PIERRE, S.D. (By American News Staff) – Another 609 South Dakotans have been diagnosed with COVID-19 while 10 more people have died from the virus.
That’s according to the South Dakota Department of Health’s Wednesday coronavirus data update.
Two of the deaths were in Codington County, where there have now been nine virus-related deaths since the start of the pandemic. There were also two deaths in Pennington County. The others were in Beadle, Lake, Lincoln, Meade, Turner and Union counties.
Three of the deaths were people over the age of 80, four aged 70-79 and three aged 60-69. Seven were men and three were women.
There have now been 258 deaths across the state.
The number for new cases reflected in Wednesday’s update were outpaced by recoveries, of which there were 688.
People with COVID-19 were occupying 273 hospital beds in the state Wednesday, up from 250 the day prior.
In Brown County, there have been 1,415 COVID-19 cases since the start of the pandemic. That’s an increase of 35 compared to Tuesday. There were 219 active Wednesday, a decrease of six. There have been four deaths and 56 hospitalizations.
Codington County had 17 new cases Wednesday for a total of 1,031, of which 169 were active. That’s 23 fewer active cases than on Tuesday. There have been 67 people ever hospitalized.
The numbers do not reflect people who have not been tested.
South Dakota Health Secretary Kim Malsam-Rysdon said despite the uptick in hospitalizations, the state’s medical bed supply remains adequate.
A total of 37 hospital facilities in South Dakota were serving COVID-19 patients, and 10 were using intensive care unit beds to treat COVID-19 patients, she said.
State adds rapid tests to daily totals
This week marked the first time the health department’s online coronavirus dashboard differentiated between “probable” and “confirmed” COVID-19 cases.
State epidemiologist Dr. Joshua Clayton said until now, the data being published on the health department’s website did not reflect rapid antigen testing, only samples sent to a lab through what’s called PCR testing, or molecular testing.
PCR tests look for COVID-19 molecules, usually done in a lab setting. Antigen tests can give more rapid results and look for pieces of proteins that make up the virus.
Wednesday’s data update incorporated multiple days worth of antigen tests that weren’t previously published.
Of the 609 new cases reported Wednesday, 562 were listed as confirmed and 47 as probable.
Malsam-Rysdon said medical providers and long-term care facilities are increasingly moving toward rapid antigen testing. And with the federal government scheduled to send 260,000 more of those tests to South Dakota before year’s end, the trend is expected to continue, she said.
“We do expect to see volume increasing dramatically around antigen testing,” she said.
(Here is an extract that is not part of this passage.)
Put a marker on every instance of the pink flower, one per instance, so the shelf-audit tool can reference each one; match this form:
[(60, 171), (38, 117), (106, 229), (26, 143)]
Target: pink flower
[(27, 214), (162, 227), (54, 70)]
While a positive antigen test shows up as a “probable” case on the state’s daily report, the distinction between probable and confirmed case designation doesn’t change how health department staff handles new cases when it begins conducting contact tracing.
“We work that probable case just like we would a case that is confirmed using the PCR platform (tests most commonly used),” Malsam-Rysdon said.
People who test positive for COVID-19 with a rapid antigen test, just like a traditional PCR test, still need to follow isolation and quarantine protocols, she said.